Off and on I’ve tried tackling the metadata approach for a large-documentary project I’m assigned at work, as of today the raw footage consist of 2,864 movie files spread across the last 201 days. All of these files are stored on a network drive via gigabit ethernet.
This is a follow up post, mainly for Eric, about the iMovie + server workflow that I’ve been trouble shooting for months now at work. Long story short, iMovie doesn’t like working with alias files after all, so that set up ended up breaking on me fairly quickly once I got into tagging / key-wording media.
But!, on account of the recent updates to FCP X, I started testing out how it handled working with media organized on a server over gigabit. It turns out, if you go into the preferences of FCP X, that you can by default have it import footage without moving the original files or recomposing proxy files, meaning it simply creates aliases for you!, and it doesn’t mind at all if your original files are stored on a server. It can analyze for rolling shutter / face detection / stabilization, also while syncing audio and video files, fixing audio issues, keywording and sorting footage into folders / smart folders, etc!
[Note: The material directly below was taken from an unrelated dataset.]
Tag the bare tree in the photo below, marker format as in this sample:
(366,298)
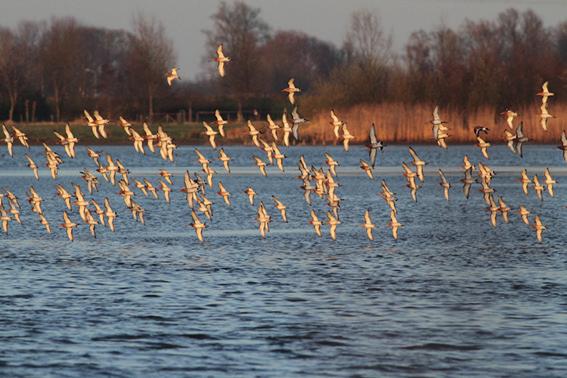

In other words, FCP X solves every single issue I’ve run into over months and months of testing different file organizing and management apps that don’t hold up over a server. Amazing. Not to mention FCP X can do all of these things in the background, whereas other apps, like iMovie, are unusable until after they finish analyzing imported media (which, in this project’s case, can take upwards of 3 days). I do admit, FCP X is a different kind of editing approach than I’m used to, but for any features it lacks in comparison to FCP 7, it has so far made up with ease of media management and background processing.